PyPy has lots of documents but some of them are not easy to read because it deals with PyPy internal architecture as well as PyPy usage, several comments are only for implementing Python on Python, while others are more generic and for every RPython scripts, and there are lots of levels of things, CPython v.s. RPython, application level objects v.s. interpreter level objects ... so I will suggest in what order you read PyPy documents.
The order I recommend is, you first read getting-started just briefly ignoring every stuff you cannot understand, then architecture then coding-guide then translation. Do not read documents regarding new features such as What PyPy can do for your objects first, though it's the first thing you see in the PyPy documentation list.
Here I will make some more comments on different PyPy topics randomly.
One good thing about outputting llvm code is that it can take advantage of llvm's powerful optimization, both llvm bit code level and processor dependent. From the llvm point of view, PyPy is a llvm Python front end(more precisely RPython frontend). I haven't tested a lot but it's definitely a cool topic.
PyPy translates RPython into other languages from a Python object, not the script directly. It means what you pass to the translator is your function object, not a string nor a file path that contains RPython script.
They have added some to PyPy that doesn't exist in CPython such as optional stackless features. Lazy computed objects is another.

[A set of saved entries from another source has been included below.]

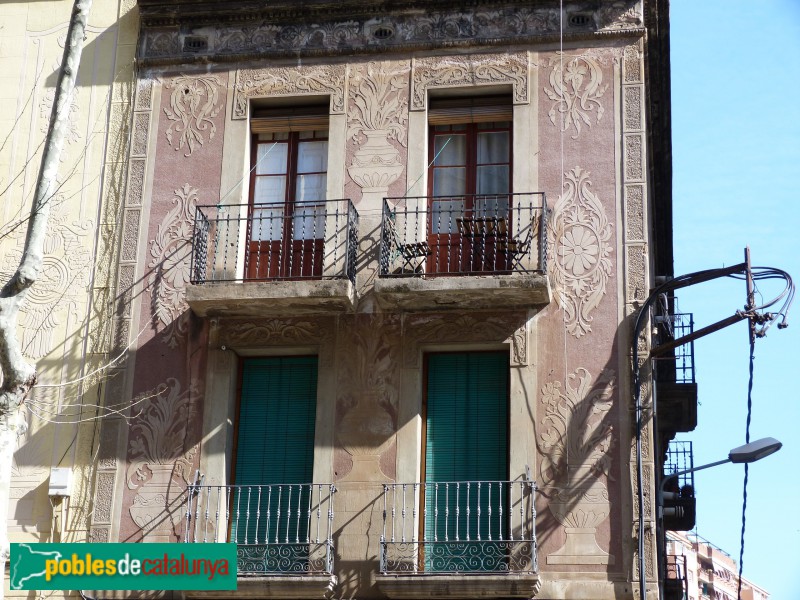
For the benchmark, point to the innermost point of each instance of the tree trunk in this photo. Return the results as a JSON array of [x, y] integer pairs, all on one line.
[[18, 375]]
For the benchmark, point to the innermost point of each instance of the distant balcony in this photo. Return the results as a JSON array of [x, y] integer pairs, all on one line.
[[675, 581], [473, 251], [676, 389], [468, 539], [272, 259], [283, 533], [679, 503]]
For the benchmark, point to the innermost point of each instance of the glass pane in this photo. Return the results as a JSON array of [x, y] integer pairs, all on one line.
[[449, 153], [450, 182], [270, 189], [311, 187], [271, 159], [493, 147], [308, 222], [312, 157], [492, 180], [267, 223], [495, 207], [444, 214]]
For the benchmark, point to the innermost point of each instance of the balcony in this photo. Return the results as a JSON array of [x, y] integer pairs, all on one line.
[[283, 533], [273, 259], [675, 581], [469, 539], [463, 252], [676, 390], [679, 502]]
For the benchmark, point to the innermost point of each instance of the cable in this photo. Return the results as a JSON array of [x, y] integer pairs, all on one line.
[[746, 466]]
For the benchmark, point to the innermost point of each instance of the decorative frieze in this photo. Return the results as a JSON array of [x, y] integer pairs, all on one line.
[[321, 33], [271, 82], [468, 70]]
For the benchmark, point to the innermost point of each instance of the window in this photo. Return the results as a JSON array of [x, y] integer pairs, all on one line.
[[465, 442], [287, 196], [469, 184], [274, 451]]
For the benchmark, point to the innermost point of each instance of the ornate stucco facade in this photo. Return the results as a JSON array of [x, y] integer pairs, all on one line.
[[588, 102]]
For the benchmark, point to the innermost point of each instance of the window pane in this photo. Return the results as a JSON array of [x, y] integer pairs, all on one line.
[[308, 222], [492, 180], [444, 214], [312, 157], [450, 182], [271, 159], [493, 147], [267, 223], [492, 206], [311, 187], [270, 189], [449, 153]]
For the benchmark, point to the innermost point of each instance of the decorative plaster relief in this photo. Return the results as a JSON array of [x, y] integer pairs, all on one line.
[[377, 112], [160, 464], [576, 88], [473, 69], [366, 404], [465, 329], [575, 449], [579, 242], [63, 279], [172, 255], [193, 105], [461, 27], [631, 67], [316, 79], [623, 14]]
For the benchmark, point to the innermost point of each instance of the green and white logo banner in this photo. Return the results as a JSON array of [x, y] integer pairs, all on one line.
[[123, 567]]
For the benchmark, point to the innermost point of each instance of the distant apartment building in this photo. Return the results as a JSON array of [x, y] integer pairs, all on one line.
[[699, 570]]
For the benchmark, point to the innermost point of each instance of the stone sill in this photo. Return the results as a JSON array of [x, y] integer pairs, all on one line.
[[421, 586], [276, 586], [517, 290], [271, 298]]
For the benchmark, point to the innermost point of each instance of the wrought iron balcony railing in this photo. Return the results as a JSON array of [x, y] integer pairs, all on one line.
[[469, 527], [274, 241], [278, 529], [464, 235]]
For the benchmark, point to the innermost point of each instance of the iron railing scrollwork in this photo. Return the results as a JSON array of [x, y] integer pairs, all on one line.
[[459, 527], [278, 529]]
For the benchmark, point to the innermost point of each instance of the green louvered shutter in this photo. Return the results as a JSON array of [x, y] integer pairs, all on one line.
[[466, 441], [275, 446]]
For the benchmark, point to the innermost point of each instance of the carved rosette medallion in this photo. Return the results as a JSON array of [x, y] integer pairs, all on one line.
[[193, 104], [476, 69], [171, 251], [377, 113], [317, 79], [579, 240], [575, 448], [160, 464], [576, 88]]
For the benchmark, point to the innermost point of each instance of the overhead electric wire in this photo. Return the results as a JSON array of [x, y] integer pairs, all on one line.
[[764, 320]]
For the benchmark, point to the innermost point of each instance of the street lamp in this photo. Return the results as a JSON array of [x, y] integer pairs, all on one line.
[[743, 454]]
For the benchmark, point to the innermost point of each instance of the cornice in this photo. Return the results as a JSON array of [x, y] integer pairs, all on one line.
[[291, 33]]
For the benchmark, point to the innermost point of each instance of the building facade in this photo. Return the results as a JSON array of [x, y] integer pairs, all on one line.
[[375, 272], [703, 570]]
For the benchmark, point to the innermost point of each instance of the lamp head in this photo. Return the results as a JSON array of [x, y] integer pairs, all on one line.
[[754, 450]]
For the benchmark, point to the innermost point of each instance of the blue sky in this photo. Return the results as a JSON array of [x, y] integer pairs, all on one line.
[[736, 160]]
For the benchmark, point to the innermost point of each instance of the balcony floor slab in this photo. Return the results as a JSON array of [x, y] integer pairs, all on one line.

Talking about PyPy implementation, "object space" is interesting. PyPy uses a "standard object space" to execute Python scripts. When it generates a control flow graph (which is used when it translates RPython into another language), it just replaces the standard object space with "flow object space", so for the rest of PyPy, it looks as if the script is executed but the result is a control flow graph, not script execution. I'm not interested in the details but understanding the concept made it easier to read the document.
I just found a tiny bug.
for a in [1, 2, 3]:
1 2 3
f() prints nothing after it is c-compiled. It works as expected if I remove comma after "print a".